George has been a partner since 1979. His sons Paul, 49, and Jim, 53, became partners in 1995. Paul’s son, Dylan, 27, and Jim’s son, Jacob, 22, work at the barn.
The Napoleon barn ranks second or third among the state’s livestock barns for cattle sold, Paul said. This summer the barn held sales every Thursday except the Fourth of July. In many years they’d sell 500 cattle total in July, and this year they sold more than 3,500.

“We sold a lot more cows — weigh-up cows, cleaning up the herd,” Paul said. “I think we’ll see a reduction in the cow herd, depending on the area, of 10% to 25%, because of the drought. We’re selling the ‘factories’ we get to sell the production out of. Our 2021 year we’re going to sell more cattle, but I’m nervous about 2022 and 2023, going forward.”
The cattle market improved as the summer went along.
Napoleon is in a mixed cattle and farming region. Many farmers ended up with 4- to 6-ton corn silage per acre. In the late 1980s drought they would have had nothing, George said.
Sales in September were settling down to normal numbers, Paul said.
“There are people all over the board — people who are going to wean early, people who who have sold cows. People who have ‘sent’ their calves, sold their calves,” he said.
Bigger producers with 200 to 500 cows may have weaned calves off the 70 oldest cows, and sold those cows, hoping to beat the cull cows early this fall. The yearling sales were ahead of schedule by a month.
“Some of the cattle that were contracted barely made base weight, their performance was not very good,” Paul said.

Paul is thinking people with feedyards are betting that high corn prices are going to make high fat cattle prices. “If you look into the December, February, and April, futures are very bright,” he said, talking about $130 per hundredweight or better. "It’s been a long time since we’ve sold fat cattle for $130, so it better be for real this time.”
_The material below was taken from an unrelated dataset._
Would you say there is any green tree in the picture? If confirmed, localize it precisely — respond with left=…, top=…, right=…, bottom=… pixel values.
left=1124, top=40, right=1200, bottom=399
The sale barn sold the steers of about 900 pounds for $160 per hundredweight in the Sept. 2, 2021, sale. Paul figured the bulk were packer-contracted or hedged.
“It’s going to take $135 per hundredweight to $140 per hundredweight finished cattle prices to make that work (financially),” he said. “If we could have a good fall, and a late fall, we might be able to keep more of the herd than we originally thought in July. There’s some feed around and if we could have an easy winter that would sure make a big difference.”
He expects a reduction in the number of bred heifers in the spring.